Entre 1961 e 1973, viveram felizes numa pequena casa no bairro alto da cidade, Las Condes – a mesma onde Joan vive até hoje. Em 1964, nasceu Amanda. “Mas Manuela era muito chiquitita quando Víctor e eu passamos a viver juntos. Manu sempre viu Víctor como seu papi, com todo o respeito a Patricio. E Víctor sempre dizia ter duas filhas”, diz Joan, voz branda num espanhol sem vestígios de sotaque britânico.
Nas férias faziam pequenas expedições Chile adentro, principalmente para os campos do sul, onde o verde ainda impressionava os olhos já não tão estrangeiros de Joan. No entanto, como a labuta cotidiana na capital lhes exigia muito tempo, as férias não eram tão frequentes. “Sempre pensávamos: depois teremos mais tempo.” Ainda assim, construíram um lar feliz, pois frequentes eram as declarações de amor de Víctor: “Você tem ideia da sorte que temos em nos amarmos tanto?”.

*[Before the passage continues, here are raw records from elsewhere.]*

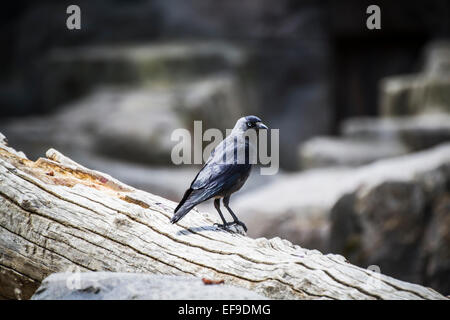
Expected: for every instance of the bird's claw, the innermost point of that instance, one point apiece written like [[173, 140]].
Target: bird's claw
[[227, 224]]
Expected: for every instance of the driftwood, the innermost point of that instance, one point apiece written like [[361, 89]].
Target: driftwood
[[56, 215]]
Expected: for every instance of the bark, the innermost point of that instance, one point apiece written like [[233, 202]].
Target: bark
[[56, 215]]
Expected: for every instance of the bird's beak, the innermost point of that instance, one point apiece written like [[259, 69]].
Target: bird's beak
[[261, 125]]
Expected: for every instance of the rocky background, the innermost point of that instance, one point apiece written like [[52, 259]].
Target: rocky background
[[363, 115]]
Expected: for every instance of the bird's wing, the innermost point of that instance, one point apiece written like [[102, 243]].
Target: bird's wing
[[216, 172]]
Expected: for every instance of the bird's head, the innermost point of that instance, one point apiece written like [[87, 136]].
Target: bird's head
[[249, 123]]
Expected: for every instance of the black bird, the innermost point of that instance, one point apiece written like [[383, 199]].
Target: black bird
[[224, 173]]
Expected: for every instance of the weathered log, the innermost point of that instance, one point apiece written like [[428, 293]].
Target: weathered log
[[56, 215]]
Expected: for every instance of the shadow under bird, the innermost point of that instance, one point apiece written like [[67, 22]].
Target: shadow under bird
[[225, 172]]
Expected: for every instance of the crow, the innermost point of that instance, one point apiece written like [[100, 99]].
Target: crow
[[223, 173]]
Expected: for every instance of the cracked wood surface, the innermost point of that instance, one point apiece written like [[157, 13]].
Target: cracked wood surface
[[56, 215]]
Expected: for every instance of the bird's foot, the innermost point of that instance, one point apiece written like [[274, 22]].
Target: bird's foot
[[224, 225], [227, 225], [241, 224]]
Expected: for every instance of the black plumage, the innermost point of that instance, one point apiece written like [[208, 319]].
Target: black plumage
[[222, 174]]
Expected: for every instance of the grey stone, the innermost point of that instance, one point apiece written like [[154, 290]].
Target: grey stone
[[297, 206], [399, 224], [135, 286], [70, 73], [415, 132], [421, 92]]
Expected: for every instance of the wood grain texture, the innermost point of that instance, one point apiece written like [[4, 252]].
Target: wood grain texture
[[56, 215]]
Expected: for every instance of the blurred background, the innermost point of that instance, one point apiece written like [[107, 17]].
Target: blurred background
[[363, 114]]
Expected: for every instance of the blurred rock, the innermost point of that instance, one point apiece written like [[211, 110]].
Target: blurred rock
[[398, 218], [216, 100], [127, 124], [415, 132], [423, 92], [328, 151], [135, 286]]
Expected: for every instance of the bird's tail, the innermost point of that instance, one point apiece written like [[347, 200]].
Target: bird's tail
[[183, 207], [181, 213]]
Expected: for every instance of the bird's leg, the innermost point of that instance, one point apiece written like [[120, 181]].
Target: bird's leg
[[217, 206], [226, 201]]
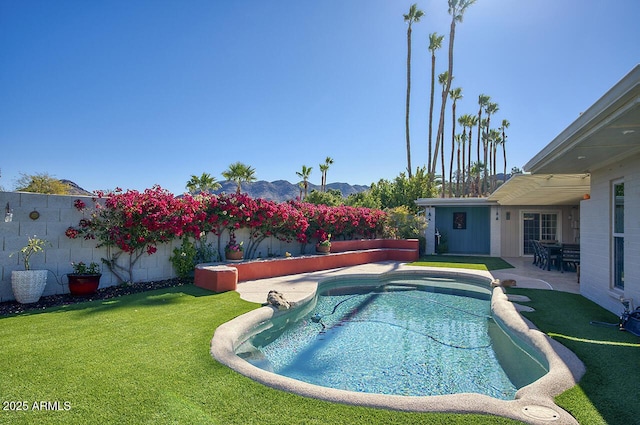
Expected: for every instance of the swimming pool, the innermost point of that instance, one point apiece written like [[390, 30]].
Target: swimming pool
[[535, 400], [409, 336]]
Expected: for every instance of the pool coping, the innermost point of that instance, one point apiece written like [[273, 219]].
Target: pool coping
[[533, 403]]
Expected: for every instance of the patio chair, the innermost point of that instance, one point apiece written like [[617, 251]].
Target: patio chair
[[570, 257]]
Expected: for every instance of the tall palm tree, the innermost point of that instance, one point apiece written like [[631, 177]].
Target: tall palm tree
[[204, 183], [239, 173], [442, 80], [414, 15], [435, 43], [491, 109], [474, 176], [460, 143], [471, 123], [457, 8], [465, 122], [324, 168], [304, 175], [494, 140], [505, 125], [483, 100], [455, 95]]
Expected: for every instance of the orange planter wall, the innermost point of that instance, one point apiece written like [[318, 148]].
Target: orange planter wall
[[343, 254]]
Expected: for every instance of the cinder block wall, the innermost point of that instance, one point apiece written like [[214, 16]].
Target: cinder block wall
[[56, 214]]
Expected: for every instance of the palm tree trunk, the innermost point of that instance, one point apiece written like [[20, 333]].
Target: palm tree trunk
[[408, 100], [453, 146], [433, 77], [468, 188]]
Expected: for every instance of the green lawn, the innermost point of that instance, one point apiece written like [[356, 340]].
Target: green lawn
[[609, 391], [144, 359]]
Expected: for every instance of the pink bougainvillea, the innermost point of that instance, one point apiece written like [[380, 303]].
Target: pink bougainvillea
[[135, 222]]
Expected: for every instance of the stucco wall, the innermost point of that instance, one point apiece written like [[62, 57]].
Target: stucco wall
[[511, 229], [596, 240]]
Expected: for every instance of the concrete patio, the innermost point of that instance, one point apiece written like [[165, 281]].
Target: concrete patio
[[300, 286]]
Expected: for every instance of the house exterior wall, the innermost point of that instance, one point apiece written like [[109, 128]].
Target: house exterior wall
[[597, 242], [511, 226], [474, 239]]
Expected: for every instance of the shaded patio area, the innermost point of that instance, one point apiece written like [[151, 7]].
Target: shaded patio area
[[528, 275]]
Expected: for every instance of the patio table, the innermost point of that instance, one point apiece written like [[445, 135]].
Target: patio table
[[554, 253]]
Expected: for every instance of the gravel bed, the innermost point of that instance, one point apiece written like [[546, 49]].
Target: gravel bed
[[13, 307]]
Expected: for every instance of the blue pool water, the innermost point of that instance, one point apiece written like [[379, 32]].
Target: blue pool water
[[403, 336]]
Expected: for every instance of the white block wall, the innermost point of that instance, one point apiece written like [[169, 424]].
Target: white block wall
[[596, 249], [57, 213]]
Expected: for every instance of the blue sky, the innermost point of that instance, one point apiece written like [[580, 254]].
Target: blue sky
[[135, 93]]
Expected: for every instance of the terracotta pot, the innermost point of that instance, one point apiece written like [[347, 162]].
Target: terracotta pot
[[233, 255], [323, 249], [83, 284]]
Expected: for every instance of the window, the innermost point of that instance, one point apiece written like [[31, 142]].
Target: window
[[618, 234], [538, 226]]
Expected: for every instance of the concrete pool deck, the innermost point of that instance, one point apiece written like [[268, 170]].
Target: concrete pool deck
[[533, 403]]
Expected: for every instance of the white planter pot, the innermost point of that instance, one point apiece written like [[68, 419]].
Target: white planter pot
[[28, 285]]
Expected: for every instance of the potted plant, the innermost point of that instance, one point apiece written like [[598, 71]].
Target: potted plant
[[324, 246], [28, 284], [233, 250], [85, 279]]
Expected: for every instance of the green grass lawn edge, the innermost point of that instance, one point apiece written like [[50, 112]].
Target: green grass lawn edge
[[144, 358]]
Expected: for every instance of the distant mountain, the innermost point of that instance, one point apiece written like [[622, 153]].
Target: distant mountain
[[282, 190]]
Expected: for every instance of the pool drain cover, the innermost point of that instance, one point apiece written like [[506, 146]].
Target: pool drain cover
[[541, 413]]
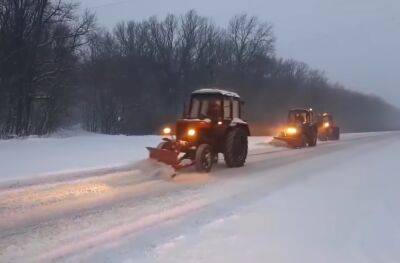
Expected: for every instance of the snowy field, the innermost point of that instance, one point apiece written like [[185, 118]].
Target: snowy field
[[92, 198]]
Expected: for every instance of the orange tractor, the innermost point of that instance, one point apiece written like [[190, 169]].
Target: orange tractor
[[301, 129], [213, 124], [327, 128]]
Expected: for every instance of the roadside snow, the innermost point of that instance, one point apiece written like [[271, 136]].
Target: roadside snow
[[345, 210], [62, 153], [72, 151]]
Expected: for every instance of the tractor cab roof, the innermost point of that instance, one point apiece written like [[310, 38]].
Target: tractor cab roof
[[300, 110], [216, 92]]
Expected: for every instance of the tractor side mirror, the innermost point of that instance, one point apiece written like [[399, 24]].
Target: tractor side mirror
[[185, 111]]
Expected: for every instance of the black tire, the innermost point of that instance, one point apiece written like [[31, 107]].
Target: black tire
[[312, 142], [302, 142], [166, 145], [236, 148], [336, 134], [204, 159]]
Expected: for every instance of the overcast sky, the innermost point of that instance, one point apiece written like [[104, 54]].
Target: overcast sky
[[356, 42]]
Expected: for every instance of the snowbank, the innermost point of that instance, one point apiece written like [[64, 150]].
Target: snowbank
[[76, 151], [62, 153]]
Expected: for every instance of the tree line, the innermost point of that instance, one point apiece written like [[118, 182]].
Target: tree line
[[57, 67]]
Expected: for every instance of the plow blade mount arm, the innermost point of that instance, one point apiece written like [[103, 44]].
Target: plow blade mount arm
[[165, 156]]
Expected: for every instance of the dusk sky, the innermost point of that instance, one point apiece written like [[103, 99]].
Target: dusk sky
[[356, 42]]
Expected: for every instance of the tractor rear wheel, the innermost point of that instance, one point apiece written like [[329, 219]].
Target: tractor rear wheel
[[313, 141], [204, 159], [236, 148], [165, 145], [335, 134]]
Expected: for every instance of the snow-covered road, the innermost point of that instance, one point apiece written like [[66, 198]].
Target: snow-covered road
[[337, 202]]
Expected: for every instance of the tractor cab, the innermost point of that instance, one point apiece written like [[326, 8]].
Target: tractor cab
[[212, 124], [300, 116]]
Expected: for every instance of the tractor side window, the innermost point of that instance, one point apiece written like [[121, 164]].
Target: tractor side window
[[236, 109], [194, 111], [227, 108]]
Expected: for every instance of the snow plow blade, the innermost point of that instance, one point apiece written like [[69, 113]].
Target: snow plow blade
[[164, 156]]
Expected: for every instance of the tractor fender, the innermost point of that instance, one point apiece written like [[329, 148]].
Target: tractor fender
[[242, 125]]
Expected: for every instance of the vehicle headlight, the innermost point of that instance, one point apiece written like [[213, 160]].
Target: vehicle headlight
[[191, 132], [167, 130], [291, 130]]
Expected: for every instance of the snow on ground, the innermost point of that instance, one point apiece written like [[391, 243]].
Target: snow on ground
[[346, 211], [75, 151], [337, 202], [69, 151]]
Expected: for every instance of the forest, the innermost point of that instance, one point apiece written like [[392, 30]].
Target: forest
[[58, 68]]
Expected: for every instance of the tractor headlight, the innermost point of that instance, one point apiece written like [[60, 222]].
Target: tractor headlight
[[191, 132], [167, 130], [291, 130]]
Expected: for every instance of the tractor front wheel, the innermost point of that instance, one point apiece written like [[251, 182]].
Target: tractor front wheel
[[204, 159], [236, 147]]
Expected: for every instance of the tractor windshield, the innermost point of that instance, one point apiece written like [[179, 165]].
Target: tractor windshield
[[203, 107], [327, 118], [297, 117]]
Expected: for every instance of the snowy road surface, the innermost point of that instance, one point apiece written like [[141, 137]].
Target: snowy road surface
[[338, 202]]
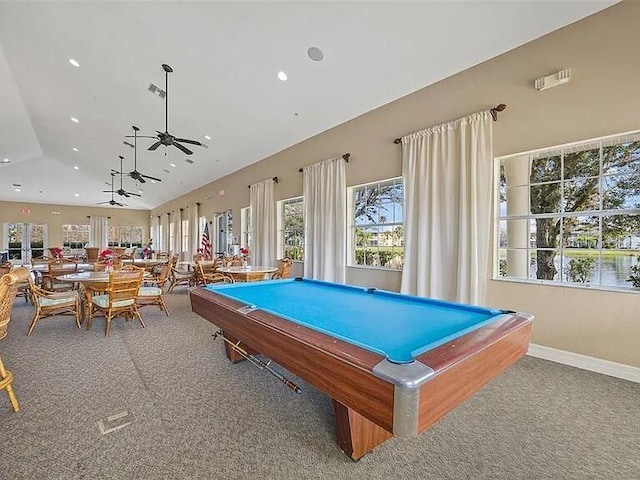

Nesses dez anos, Joan e Víctor também amadureceram suas ideias políticas, ao lado de suas carreiras artísticas. Ela, com o Ballet Popular, liderado por Patricio, que pretendia levar a dança a rincões não privilegiados da cidade. Ele, com o efervescente movimento Nueva Canción Chilena. Era uma época em que as artes, literatura e música passaram a se sintonizar mais intensamente com os bairros operários, os camponeses e as favelas. Em 1970, os Jaras militavam na Unidad Popular. A partir de uma música instrumental de Víctor, Joan fez a coreografia intitulada Venceremos, que se tornaria a assinatura do Ballet Popular na campanha de Salvador Allende, com quem brindariam a vitória em setembro.
Na casa dos Jaras, não passaram em branco as tensões políticas que paulatinamente se acirravam nos tempos de Allende. Era como se o ar estivesse ficando mais rarefeito, com a nebulosa atmosfera ideológica que se instaurava no país. Enquanto isso, Víctor já se tornara um dos principais músicos latino-americanos, famoso por suas canções revolucionárias.
No dia 11 de setembro de 1973 – uma manhã fria, melancólica e nublada, lembra Joan –, Víctor iria cantar na Universidad Técnica, na estreia de uma mostra sobre os horrores do fascismo. Ali, Allende iria discursar.
O discurso foi outro. No rádio, a partir do Palácio de La Moneda, o presidente literalmente se despediu do povo chileno. Minutos depois, o palácio foi tomado pelos militares. Ainda assim, Víctor decidiu ir à universidade – e se despediu de Joan.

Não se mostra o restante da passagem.